Image Description: the book-cover of Tsubasa Omnibus – Volume 4 by CLAMP. There’s the main title up the top, Tsubasa: RESERVoir CHRoNiCLE Omnibus 4, and there are three verticle bar-shaped images of the book covers of manga volumes 10, 11, and 12. From left to right, volume 10 is an image of Sakura and Syaoran in matching circus/trapeez artist outfits of yellow and green. Volume 11 is an image of Sakura wearing a pink and white racing outfit and Syaoran wearing a green and orange racing outfit. Syaoran and Mokona are wearing racing goggles. Volume 12 is an image of Kurogane and Syaoran wearing matching white outfits, Kurogane is wearing a cape, and both of them are holding swords.
Title: Tsubasa Omnibus – Volume 4 (Books #10-12 of the Tsubasa: RESERVoir CHRoNiCLE series)
Social Media: Goodreads and Twitter
Publisher: Kodansha Comics
Format and Price: Paperback from my local library
Stars: 5 stars out of 5
About The Book:
Syaoran and his world-hopping friends find themselves in grave danger as they continue their inter-dimensional search for Princess Sakura’s missing memories!
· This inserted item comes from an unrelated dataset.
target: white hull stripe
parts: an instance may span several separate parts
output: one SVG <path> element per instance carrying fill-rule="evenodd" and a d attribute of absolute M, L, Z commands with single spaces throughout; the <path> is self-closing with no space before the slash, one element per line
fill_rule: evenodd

After the godlike Ashura-o kills the mighty Yasha-o, the country of Shura hangs in the balance—and Syaoran will do anything he can to correct the past. Then, the dimension travellers are off to Piffle World, where the prize for the lucky pilot who wins the elusive Dragonfly Race is one of Princess Sakura’s memories! But when contestants are eliminated from the competition unexpectedly, the friends fear that someone may be rigging the race with booby traps. Can the culprit be found before it’s too late? And will any of our heroes emerge victorious? Princess Sakura’s memories—and now their lives—depend on it!
~Character Development – Sakura: A lot of this volume focuses a lot on Piffle World and the Dragonfly Dash. A few of familiar faces also show up as well: Tomoyo from Cardcaptor Sakura, Nokoru from CLAMP School Detective, and Shogo from Volume 2 of Tsubasa: RESERVoir CHRoNiCLE. While the race and preparations for it take up most of the omnibus, this volume also takes the time to develop Sakura’s character and abilities.
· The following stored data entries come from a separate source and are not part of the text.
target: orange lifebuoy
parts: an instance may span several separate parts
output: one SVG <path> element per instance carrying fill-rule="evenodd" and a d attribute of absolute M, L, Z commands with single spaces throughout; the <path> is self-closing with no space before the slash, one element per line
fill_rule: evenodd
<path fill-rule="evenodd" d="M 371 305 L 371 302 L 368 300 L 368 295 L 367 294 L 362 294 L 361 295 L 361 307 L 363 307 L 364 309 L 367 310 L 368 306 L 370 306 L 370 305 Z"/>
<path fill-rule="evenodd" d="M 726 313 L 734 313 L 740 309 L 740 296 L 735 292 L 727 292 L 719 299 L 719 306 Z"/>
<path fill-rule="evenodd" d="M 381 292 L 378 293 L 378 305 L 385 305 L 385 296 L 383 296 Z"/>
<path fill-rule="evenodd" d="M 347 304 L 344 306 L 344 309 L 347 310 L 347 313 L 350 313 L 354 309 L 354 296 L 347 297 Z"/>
Sakura is now at the point where she feels she must be able to contribute to their quest of finding her feathers. Trying not to spoil, I actually think Kurogane was right and the final outcome of the race was needed. It was also a good reminder for Syaoran that he doesn’t need to do EVERYTHING (he’s got a problem with that). Sakura (with the help of Tomoyo) also makes a beautiful coat for Yuuko, so this volume is good at showing Sakura’s talents and her ability to make friends.
~Shipping – Kurogane and Fai: When people ask about the traveling situation, in this volume Fai has taken to telling people that Kurogane is Syaoran and Sakura’s father, and then calling him “Daddy” at every opportune moment. Kurogane’s annoyed expression at being refered to as “Daddy” is priceless and Syaoran’s innocent confusion is an added bonus. I mean, while Kurogane is clearly the over-protective type, I’m fairly certain Kurogane isn’t old enough to be their father, regardless Fai appears to be having entirely too much fun.
~Some Actual Plot Developement: There was Actual Plot(TM) in this volume! An actual plot, not just random moments thrown together, actual plot and good character developement. Fai and Kurogane have taken to have private conversations about how they’ve both noticed the eerie feeling of being watched (a small step but still). It turns out that sending The Feather Squad to the Country of Shara and Shura worlds was a serious Chess-Move on behalf of Yuuko (only the reader knows this).
How do the antagonists respond to this? By sending one of their minions to Piffle world to… follow the Feather Squad around? The minion doesn’t show up until the end and is completely unaffective. It never really felt as though the characters were in any real danger or had anything to lose. I keep being told there’s a big plot twist coming up, however, at this point I truly can not take these antagonists seriously.
All in all, good character developement and a small side order of plot, this volume was engaging and enjoyable. While the villains could step things up a notch (anytime now), the series relies primarily on character interaction and the mysterious moments of characters’ yet-to-be-revealed backstories. I’m happy to recommend.